I pull out another tissue and try to excavate the accumulation in my nostrils without much success.
“I just don’t get it. I know what’s going wrong but I can’t seem to find the way to fix it,” she says, red-faced and tearful.
“Would it help you if I showed you how I do it?” I say.
“I guess,” she says, without conviction.
We change places.
“The thing about reverse bay parking is that you find your own system,” I tell her, peering over my shoulder rather than using the mirrors.
I put the car into reverse and pull smoothly back so the car sits across two different parking bays.
At least this makes her smile.
I pull forward and reverse back in between the lines talking her through my process which is only occurring to me as I do it.
“It’s pretty unconscious,” I tell her.
“That’s pretty unhelpful,” she replies.
“OK so just try one where you don’t think about what you’re doing and see what happens,” I suggest.
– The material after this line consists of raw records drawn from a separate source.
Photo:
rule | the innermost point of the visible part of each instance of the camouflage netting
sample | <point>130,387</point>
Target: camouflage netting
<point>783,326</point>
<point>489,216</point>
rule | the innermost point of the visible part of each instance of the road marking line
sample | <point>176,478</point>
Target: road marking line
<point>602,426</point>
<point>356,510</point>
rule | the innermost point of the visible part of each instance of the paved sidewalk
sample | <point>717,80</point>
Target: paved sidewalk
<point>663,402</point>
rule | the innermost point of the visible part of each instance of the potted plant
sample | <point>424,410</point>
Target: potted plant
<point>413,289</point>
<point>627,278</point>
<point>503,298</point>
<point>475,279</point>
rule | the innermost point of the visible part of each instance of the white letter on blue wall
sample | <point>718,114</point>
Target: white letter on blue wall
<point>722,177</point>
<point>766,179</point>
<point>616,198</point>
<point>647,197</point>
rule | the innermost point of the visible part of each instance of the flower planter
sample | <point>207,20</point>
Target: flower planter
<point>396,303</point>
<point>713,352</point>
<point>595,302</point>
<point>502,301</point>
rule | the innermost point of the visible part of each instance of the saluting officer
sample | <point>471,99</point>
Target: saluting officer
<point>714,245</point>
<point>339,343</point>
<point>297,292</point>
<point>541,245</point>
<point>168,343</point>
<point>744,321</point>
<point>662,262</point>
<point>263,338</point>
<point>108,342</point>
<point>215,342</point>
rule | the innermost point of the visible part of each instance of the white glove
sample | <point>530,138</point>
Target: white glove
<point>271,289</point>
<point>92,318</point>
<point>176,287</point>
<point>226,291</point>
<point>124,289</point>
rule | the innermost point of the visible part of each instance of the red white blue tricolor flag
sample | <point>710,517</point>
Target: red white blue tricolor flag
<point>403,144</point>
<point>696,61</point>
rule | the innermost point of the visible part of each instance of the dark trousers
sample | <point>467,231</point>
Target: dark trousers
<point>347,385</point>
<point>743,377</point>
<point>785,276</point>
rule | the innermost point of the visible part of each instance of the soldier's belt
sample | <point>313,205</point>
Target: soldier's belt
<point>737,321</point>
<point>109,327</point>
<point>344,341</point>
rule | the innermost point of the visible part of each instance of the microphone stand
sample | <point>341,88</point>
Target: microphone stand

She does and parks perfectly between the lines.
“OK, again.”
“Let go a bit. Trust yourself.”
Driving home with her we chat about how easy it is to get in your own way when you try to take control of things that are better left to themselves.
She pulls up in a perfect parallel park outside the house.
The anxiety she’s feeling about her forthcoming test is stopping her sleeping.
“It’s not that I need to pass, I just don’t want to have to think about it anymore,” she says, pushing food around her plate.
Later, I’m thinking about how best to help her relinquish unnecessary control while I’m walking the dogs in the fields.
It’s been raining and the puppy keeps running enthusiastically to huge cow pats and eating them with gusto.
“Stop it, leave that alone,” I shout while ushering her away.
She darts between my legs, through the hollowed oak tree straight to another pile, and takes a huge mouthful while I run towards her waving my arms like a lunatic.
A few days before her test is due my daughter gets a throat infection and is confined to her bed.
Never mind passing, attending is now decidedly touch and go.
“I’ve been trying to reschedule and there’s nothing available until next year,” she tells me.
“Well, try not to worry too much. There’s nothing you can do about it,” I say, irritating myself with my hopeless platitudes.
On the morning of her test, she is lying in bed with a headache so bad it requires a bag of frozen peas to soothe it.
“If I feel better later I’m going to go, just to get some experience. It might make me less anxious next time,” she says
Her eyes are obscured by a “Birds Eye” logo.
“If you feel up to it.”
To my surprise, she gets up and she goes, looking white as a sheet.
I take the dogs for a walk to save me sitting at home worrying about something over which I have no control.
In the field, my mind otherwise engaged, I let the puppy run towards as many cow pats as she wants to and find that she is wholly uninterested in them and instead trots along happily with the older dog who has grown out of eating other animals waste and now confines herself to rolling in it.
Pulling up at home afterwards my daughter comes down the path to meet us with a big smile, holding out her pass certificate.
We have a big hug while the puppy picks up a rotten apple from the gutter.